This comes across as almost too believable. I mean, this guy's like the dude that sits down next to you at the bus stop and then just starts whining about his life.
I don't want to sound mean, but... well, he's not exactly going anywhere is he? I get that it's supposed to be a dark story, but it's still supposed to be a bit more 3D, isn't it?
i think i like the anonymity of it, and i feel that perhaps you are building for something. what is the twist?
First off, the name. I kind of agree that I like the anonymity of it all, but I'm a name is not completely out of it. The original purpose was that you were reading someone's life as if it were your own.

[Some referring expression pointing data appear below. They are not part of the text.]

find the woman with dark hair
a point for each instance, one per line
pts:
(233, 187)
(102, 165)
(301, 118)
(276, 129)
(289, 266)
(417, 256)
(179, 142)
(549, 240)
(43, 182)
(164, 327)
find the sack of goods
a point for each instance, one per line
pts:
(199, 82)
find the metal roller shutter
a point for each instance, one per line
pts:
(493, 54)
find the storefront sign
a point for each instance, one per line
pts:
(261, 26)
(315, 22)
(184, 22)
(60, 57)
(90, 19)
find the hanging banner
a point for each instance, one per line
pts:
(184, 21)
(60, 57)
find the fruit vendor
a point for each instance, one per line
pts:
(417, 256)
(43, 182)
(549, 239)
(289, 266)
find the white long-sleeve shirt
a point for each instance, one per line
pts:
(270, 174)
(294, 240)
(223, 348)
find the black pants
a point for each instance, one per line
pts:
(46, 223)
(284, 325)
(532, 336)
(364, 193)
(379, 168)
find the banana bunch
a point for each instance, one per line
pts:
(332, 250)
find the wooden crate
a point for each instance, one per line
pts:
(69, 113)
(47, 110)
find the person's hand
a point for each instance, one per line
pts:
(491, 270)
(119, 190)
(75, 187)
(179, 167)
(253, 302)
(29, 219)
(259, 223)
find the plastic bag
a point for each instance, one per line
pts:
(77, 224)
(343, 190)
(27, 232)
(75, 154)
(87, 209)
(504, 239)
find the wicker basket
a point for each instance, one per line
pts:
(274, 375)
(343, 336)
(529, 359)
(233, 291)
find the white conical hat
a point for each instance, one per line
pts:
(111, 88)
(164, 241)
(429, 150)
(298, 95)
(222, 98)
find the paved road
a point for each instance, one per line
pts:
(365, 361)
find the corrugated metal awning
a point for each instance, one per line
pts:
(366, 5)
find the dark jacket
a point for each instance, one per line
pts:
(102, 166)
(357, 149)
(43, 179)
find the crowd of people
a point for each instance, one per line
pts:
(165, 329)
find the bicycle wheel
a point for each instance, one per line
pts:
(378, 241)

Second, too believable? Wow...I thought I'd get yelled at for being too out there...But it is real life...it should be somewhat believable.
Third, going anywhere...hmm...well, is life really going anywhere for anyone? :-P I could always use an idea for a twist or maybe I'll come up with something on my own...
Well, you know how when the same person keeps coming up to you and whining about how crappy their life is but they never actually take any steps to fix it? I don't know about you, but that annoys the crap out of me. Ergo, this guy is starting to annoy the crap out of me.
However, real life is never completely, 100% awful, so why not throw the poor guy a bone and get his hopes up. I'm not saying you can't impale those hopes later on and bring the whole thing crashing down on him, but just... something.
Right now all you've got is pain, misery, and loneliness, which makes for a pretty two-dimensional world. Throw something out there to make it more complex. I've yet to read something here that makes me really empathize for this guy.